= Ilkka-Yhtymä =

Ilkka-Yhtymä Oyj is a Southern Ostrobothnian publishing house operating in Seinäjoki and Vaasa, Finland. It publishes two of the major regional newspapers Pohjalainen and Ilkka and seven local/town newspapers. The parent company Ilkka-Yhtymä ("Ilkka Group") owns the subsidiaries I-Mediat Oy, which publishes the newspapers, I-print Oy, which is their printing house and a property management company for their facilities. Additionally, Ilkka-Yhtymä owns substantial stock in Alma Media, Arena Partners, Väli-Suomen Media and Yrittävä Suupohja. Ilkka-Yhtymä also cooperates with other regional newspapers in producing national political news and features. Its shares are listed on the Helsinki Stock Exchange; among Finnish companies, it is considered a medium-sized company. The 2015 revenue was €41.2 million and the operating profit 9.0%, with 4.8% ROI. The Group had 299 personnel.

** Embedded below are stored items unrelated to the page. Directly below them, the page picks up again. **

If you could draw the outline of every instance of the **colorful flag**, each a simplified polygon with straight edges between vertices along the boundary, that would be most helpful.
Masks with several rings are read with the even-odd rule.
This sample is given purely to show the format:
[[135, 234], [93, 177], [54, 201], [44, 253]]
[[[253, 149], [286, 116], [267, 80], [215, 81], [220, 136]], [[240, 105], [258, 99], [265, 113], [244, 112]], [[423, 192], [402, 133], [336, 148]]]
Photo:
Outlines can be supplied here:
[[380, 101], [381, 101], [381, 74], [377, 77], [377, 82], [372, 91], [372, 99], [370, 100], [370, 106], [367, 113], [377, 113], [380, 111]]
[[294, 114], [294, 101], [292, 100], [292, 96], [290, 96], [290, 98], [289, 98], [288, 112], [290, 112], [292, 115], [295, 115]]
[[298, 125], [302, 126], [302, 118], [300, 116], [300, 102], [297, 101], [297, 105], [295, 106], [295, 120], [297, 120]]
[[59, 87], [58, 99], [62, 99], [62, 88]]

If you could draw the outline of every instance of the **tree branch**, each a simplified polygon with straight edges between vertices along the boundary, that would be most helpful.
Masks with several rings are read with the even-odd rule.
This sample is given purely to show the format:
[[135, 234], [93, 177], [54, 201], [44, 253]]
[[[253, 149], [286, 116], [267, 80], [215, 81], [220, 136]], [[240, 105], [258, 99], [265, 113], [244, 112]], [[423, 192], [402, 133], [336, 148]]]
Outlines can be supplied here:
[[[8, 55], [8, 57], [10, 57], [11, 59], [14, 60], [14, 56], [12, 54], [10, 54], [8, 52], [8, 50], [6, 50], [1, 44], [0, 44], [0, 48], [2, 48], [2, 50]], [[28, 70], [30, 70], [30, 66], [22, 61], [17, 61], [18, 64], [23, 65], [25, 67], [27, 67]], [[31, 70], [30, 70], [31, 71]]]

Previously, the two newspapers Pohjalainen and Ilkka were fierce competitors. However, in 1992, then-owner Aamulehti sold Pohjalainen to Ilkka. In 2009, Vaasa Oy, the publisher of Pohjalainen, was renamed I-Mediat Oy and Ilkka and other subsidiary newspapers were merged into it. There were 94 journalists and photographers working for the newspapers at the time of the merger.